Multiple parasitoid species enhance top-down control, but parasitoid performance is context dependent.

Ecological communities are composed of many species, forming complex networks of interactions. Current environmental changes are altering the structure and species composition of ecological networks, which could modify interactions, either directly or indirectly. To predict changes in the functioning of communities, we need to understand whether species interactions are primarily driven by network structure (i.e. topology) or the specific identities of species (i.e. nodes). Yet, this partitioning of effects is challenging and thus rarely explored. Here we disentangled the influence of network structure and the identities of species on the outcome of consumer-resource interactions using a host-parasitoid system. We used four common community modules in host-parasitoid communities to represent network structure (i.e. host-parasitoid, exploitative competition, alternative host and a combination of exploitative competition and alternative host). We assembled nine different species combinations per community module in a laboratory experiment using a pool of three Drosophila hosts and three larval parasitoid species (Leptopilina sp., Ganaspis sp. and Asobara sp.).
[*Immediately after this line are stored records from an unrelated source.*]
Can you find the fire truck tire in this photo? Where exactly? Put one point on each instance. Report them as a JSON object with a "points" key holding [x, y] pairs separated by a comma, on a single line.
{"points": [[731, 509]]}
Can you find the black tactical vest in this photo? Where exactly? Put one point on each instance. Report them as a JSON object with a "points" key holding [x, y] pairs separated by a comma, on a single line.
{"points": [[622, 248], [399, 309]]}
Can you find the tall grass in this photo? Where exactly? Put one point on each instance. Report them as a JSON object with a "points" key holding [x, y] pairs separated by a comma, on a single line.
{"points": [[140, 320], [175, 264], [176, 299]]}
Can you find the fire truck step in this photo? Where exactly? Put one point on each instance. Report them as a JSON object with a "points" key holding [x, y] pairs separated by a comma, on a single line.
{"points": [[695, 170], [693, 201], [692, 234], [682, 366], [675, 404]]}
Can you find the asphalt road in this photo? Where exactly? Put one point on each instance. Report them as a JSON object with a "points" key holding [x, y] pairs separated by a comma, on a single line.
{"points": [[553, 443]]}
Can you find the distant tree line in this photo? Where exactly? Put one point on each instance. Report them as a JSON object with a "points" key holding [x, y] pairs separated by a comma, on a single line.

We compared host suppression and parasitoid performance across community modules and species assemblages to identify general effects linked to network structure and specific effects due to species community composition. We found that multiple parasitoid species enhanced host suppression due to sampling effect, weaker interspecific than intraspecific competition between parasitoids, and synergism. However, the effects of network structure on parasitoid performance were species specific and dependent on the identity of co-occurring species. Consequently, multiple parasitoid species generally strengthen top-down control, but the performance of the parasitoids depends on the identity of either the co-occurring parasitoid species, the alternative host species or both. Our results highlight the importance of preserving parasitoid diversity for ecosystem functioning and show that other effects depend on species community composition, and may therefore be altered by ongoing environmental changes.